The "Global Risks 2014" report analyses 31 global risks for the next 10 years. More than 700 global experts involved in the survey identified extreme weather events as the second most likely factor to cause systemic shocks, considering the perceived increase in severe conditions.
The WEF added that the global risk that was of "highest concern" to respondents was the potential for more fiscal crises, in the wake of the eurozone debt drama.
"Economic, societal and environmental risks dominate the list of global risks that the respondents are most concerned about, with fiscal crises emerging as the top issue," the WEF reported.
Europe, in particular, is out of the immediate financial danger zone - a fact which has helped income inequality to rise up the agenda, according to David Cole, head of risk at Swiss Re, who worked on the report.

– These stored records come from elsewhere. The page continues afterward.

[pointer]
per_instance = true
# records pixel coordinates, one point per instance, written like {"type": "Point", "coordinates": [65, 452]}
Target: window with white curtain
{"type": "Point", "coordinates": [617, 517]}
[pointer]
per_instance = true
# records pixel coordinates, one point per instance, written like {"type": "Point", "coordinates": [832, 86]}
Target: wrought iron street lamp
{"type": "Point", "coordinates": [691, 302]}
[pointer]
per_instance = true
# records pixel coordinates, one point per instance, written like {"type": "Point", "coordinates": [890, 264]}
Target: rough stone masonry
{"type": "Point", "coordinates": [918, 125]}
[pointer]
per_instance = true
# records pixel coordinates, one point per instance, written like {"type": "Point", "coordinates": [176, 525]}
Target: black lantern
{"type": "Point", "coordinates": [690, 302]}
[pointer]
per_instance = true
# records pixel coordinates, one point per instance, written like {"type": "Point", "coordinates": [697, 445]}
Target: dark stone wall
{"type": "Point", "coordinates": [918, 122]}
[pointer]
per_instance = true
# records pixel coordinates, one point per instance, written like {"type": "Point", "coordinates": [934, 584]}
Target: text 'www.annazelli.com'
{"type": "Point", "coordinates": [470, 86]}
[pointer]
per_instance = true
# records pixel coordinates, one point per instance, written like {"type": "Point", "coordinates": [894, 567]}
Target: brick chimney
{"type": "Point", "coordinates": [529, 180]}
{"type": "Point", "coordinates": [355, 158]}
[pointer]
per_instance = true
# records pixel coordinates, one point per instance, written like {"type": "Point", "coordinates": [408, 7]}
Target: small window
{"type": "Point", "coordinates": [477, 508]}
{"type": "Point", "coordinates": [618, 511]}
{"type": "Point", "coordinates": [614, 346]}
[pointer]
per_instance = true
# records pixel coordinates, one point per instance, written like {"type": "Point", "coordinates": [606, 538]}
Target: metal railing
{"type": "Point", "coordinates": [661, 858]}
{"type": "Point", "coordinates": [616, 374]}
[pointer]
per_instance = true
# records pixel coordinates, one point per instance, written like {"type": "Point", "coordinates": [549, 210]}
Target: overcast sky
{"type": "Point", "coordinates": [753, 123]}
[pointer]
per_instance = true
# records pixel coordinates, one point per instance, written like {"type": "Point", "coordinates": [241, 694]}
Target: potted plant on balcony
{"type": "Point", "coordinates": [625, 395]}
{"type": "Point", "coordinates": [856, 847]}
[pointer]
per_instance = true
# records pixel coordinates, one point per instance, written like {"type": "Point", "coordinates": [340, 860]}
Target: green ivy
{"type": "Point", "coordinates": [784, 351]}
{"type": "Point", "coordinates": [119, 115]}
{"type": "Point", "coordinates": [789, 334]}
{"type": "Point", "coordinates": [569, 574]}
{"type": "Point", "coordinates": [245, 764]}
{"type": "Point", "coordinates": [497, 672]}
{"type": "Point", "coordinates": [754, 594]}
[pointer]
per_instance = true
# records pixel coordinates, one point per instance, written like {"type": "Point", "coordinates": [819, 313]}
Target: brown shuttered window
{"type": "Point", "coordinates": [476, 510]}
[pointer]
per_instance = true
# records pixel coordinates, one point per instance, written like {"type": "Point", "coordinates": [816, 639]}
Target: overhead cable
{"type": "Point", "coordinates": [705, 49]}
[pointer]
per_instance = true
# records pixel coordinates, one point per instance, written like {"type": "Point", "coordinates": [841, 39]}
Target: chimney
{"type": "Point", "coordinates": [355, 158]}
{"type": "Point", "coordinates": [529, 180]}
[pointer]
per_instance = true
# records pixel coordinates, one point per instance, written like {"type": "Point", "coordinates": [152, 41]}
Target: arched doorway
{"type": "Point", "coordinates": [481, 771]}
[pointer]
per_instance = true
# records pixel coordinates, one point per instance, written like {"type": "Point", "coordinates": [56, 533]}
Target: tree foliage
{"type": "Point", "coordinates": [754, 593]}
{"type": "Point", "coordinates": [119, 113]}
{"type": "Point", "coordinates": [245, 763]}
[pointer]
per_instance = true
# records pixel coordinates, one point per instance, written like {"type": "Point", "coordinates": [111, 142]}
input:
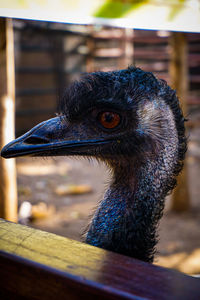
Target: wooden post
{"type": "Point", "coordinates": [179, 81]}
{"type": "Point", "coordinates": [128, 48]}
{"type": "Point", "coordinates": [8, 190]}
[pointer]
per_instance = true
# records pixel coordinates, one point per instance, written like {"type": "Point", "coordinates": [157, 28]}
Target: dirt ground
{"type": "Point", "coordinates": [40, 181]}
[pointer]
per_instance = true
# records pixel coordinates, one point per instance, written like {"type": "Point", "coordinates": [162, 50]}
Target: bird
{"type": "Point", "coordinates": [132, 121]}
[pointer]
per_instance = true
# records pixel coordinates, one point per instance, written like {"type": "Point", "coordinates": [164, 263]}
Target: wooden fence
{"type": "Point", "coordinates": [49, 56]}
{"type": "Point", "coordinates": [38, 265]}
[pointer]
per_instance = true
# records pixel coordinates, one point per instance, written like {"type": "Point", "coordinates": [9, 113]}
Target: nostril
{"type": "Point", "coordinates": [33, 140]}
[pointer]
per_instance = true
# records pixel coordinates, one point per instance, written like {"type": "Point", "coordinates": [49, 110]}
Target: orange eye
{"type": "Point", "coordinates": [109, 119]}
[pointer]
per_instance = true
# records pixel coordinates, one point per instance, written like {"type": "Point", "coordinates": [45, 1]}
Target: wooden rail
{"type": "Point", "coordinates": [38, 265]}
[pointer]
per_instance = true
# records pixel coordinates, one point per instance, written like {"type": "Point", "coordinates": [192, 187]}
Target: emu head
{"type": "Point", "coordinates": [113, 116]}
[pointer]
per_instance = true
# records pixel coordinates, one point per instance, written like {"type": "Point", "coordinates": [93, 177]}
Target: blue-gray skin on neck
{"type": "Point", "coordinates": [145, 157]}
{"type": "Point", "coordinates": [127, 218]}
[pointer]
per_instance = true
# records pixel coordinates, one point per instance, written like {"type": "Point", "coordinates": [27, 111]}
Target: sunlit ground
{"type": "Point", "coordinates": [61, 206]}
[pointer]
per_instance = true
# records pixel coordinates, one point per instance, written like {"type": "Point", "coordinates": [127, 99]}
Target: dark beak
{"type": "Point", "coordinates": [51, 138]}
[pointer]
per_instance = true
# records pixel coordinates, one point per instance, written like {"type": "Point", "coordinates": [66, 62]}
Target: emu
{"type": "Point", "coordinates": [132, 121]}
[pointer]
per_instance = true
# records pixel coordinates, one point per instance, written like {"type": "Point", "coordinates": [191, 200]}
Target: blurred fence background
{"type": "Point", "coordinates": [48, 56]}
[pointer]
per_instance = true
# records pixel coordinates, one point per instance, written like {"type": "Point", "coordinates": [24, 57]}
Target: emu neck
{"type": "Point", "coordinates": [127, 218]}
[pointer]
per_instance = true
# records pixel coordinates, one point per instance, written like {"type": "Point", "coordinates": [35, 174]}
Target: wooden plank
{"type": "Point", "coordinates": [8, 190]}
{"type": "Point", "coordinates": [38, 265]}
{"type": "Point", "coordinates": [179, 81]}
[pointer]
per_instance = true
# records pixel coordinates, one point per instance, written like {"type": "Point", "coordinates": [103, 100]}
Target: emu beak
{"type": "Point", "coordinates": [50, 138]}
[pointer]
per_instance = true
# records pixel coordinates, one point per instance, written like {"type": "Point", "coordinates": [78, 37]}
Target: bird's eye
{"type": "Point", "coordinates": [109, 119]}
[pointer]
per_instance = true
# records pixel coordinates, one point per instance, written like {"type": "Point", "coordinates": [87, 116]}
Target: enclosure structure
{"type": "Point", "coordinates": [39, 265]}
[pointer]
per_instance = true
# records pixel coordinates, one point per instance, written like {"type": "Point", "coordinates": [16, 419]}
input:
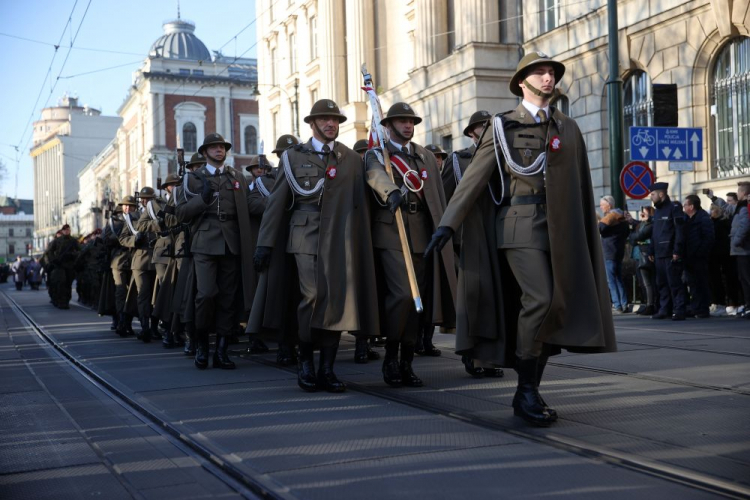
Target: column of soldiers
{"type": "Point", "coordinates": [310, 250]}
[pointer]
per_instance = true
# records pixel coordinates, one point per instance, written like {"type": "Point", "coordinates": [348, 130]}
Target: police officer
{"type": "Point", "coordinates": [220, 245]}
{"type": "Point", "coordinates": [667, 250]}
{"type": "Point", "coordinates": [416, 187]}
{"type": "Point", "coordinates": [328, 237]}
{"type": "Point", "coordinates": [543, 163]}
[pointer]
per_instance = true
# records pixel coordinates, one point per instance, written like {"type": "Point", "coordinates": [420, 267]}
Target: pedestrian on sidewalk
{"type": "Point", "coordinates": [699, 240]}
{"type": "Point", "coordinates": [740, 242]}
{"type": "Point", "coordinates": [614, 230]}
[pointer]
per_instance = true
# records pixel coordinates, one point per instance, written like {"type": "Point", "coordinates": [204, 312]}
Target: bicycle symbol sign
{"type": "Point", "coordinates": [635, 179]}
{"type": "Point", "coordinates": [666, 143]}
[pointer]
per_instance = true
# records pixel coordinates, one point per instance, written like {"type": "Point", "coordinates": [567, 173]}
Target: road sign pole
{"type": "Point", "coordinates": [614, 101]}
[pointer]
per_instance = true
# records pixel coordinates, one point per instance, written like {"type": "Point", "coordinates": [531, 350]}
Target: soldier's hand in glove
{"type": "Point", "coordinates": [439, 239]}
{"type": "Point", "coordinates": [207, 193]}
{"type": "Point", "coordinates": [262, 259]}
{"type": "Point", "coordinates": [394, 200]}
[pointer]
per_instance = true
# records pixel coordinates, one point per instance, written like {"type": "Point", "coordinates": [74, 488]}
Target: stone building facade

"I'm a big supporter of capitalism but there are moments in time when capitalism can go into overdrive and it is important to have measures in place - whether regulatory, government or tax measures - that ensure we avoid excesses in terms of income and wealth distribution," Cole said.
The forum warned there was a "lost generation" of young people who lack both jobs and, in some cases, adequate skills for work, fuelling cumulate frustration.
This could easily boil over into social upheaval, as seen already in a wave of protests over inequality and corruption worldwide.
The institution issued the gloomy warning in its annual Global Risks survey, published ahead of the WEF's annual meeting in Davos from 22-25 January, where the rich and powerful will ponder the planet's future.